Regulation of [3H]norepinephrine release from guinea pig hippocampus by sigma2 receptors.

The binding profile of the sigma2 receptor ligand endo-N-(8-methyl-8-azabicyclo[3.2.1.]oct-3-yl)-2,3-dihydro-(1-methyl)eth yl-2-oxo-1H-benzimidazole-1-carboxamidehydrochloride (BIMU-8) had previously been determined, but its agonist/antagonist status at sigma2 receptors had not been identified. We therefore investigated the effects of BIMU-8 for its ability to regulate the stimulated release of [3H]norepinephrine from slices of guinea pig hippocampus. BIMU-8 alone, at a concentration chosen to occupy 50% of sigma2 receptors, had no significant effect on N-methyl-D-aspartate (NMDA)-stimulated release of [3H]norepinephrine. We have shown previously that the sigma receptor agonist (+)-pentazocine inhibits NMDA-stimulated release in a concentration-dependent manner, producing a biphasic inhibition curve.

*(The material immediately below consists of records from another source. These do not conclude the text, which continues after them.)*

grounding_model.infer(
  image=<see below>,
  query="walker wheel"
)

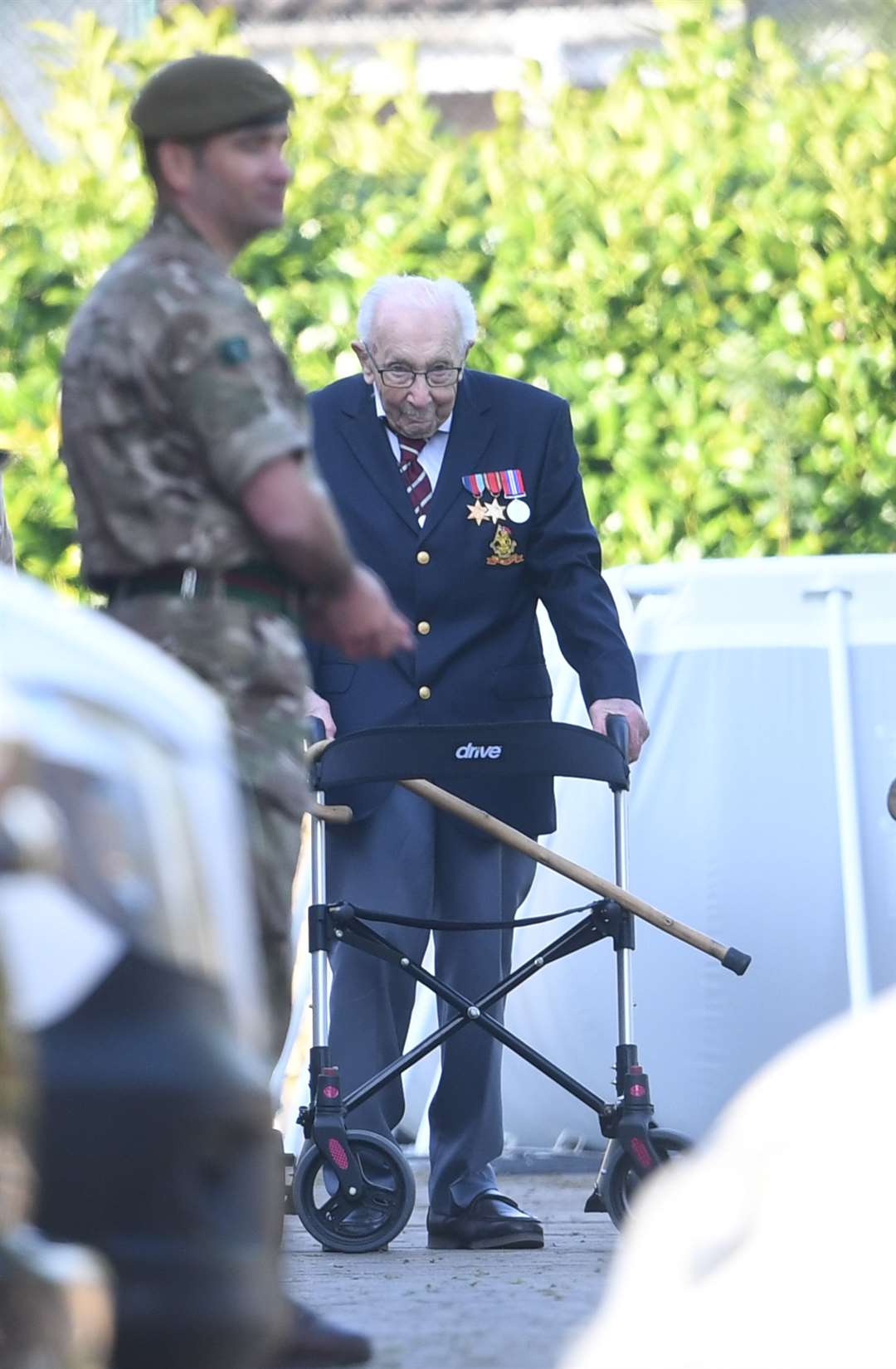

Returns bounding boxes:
[293,1131,416,1255]
[603,1127,694,1226]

Similarly, the sigma receptor agonist 1S,2R-(-)-cis-N-[2-(3,4-dichlorophenyl)ethyl]-N-methyl-2-(1-pyrrolidinyl )cyclohexylamine (BD737) produced a broad inhibition curve. The inhibition by low concentrations of (+)-pentazocine or BD737 that selectively activated sigma1 receptors was reversed by the sigma1-selective receptor antagonist (1-(cyclopropylmethyl)-4-2'-oxoethyl)piperidine HBr (DuP 734). In the current study, when the sigma1 component of inhibition by (+)-pentazocine was blocked by DuP 734, the remaining component of inhibition mediated by sigma2 receptors was reversed by BIMU-8. Our results suggest that (1) BIMU-8 is an antagonist at sigma2 receptors and that (2) sigma2 receptors contribute to regulation of norepinephrine release in guinea pig hippocampus.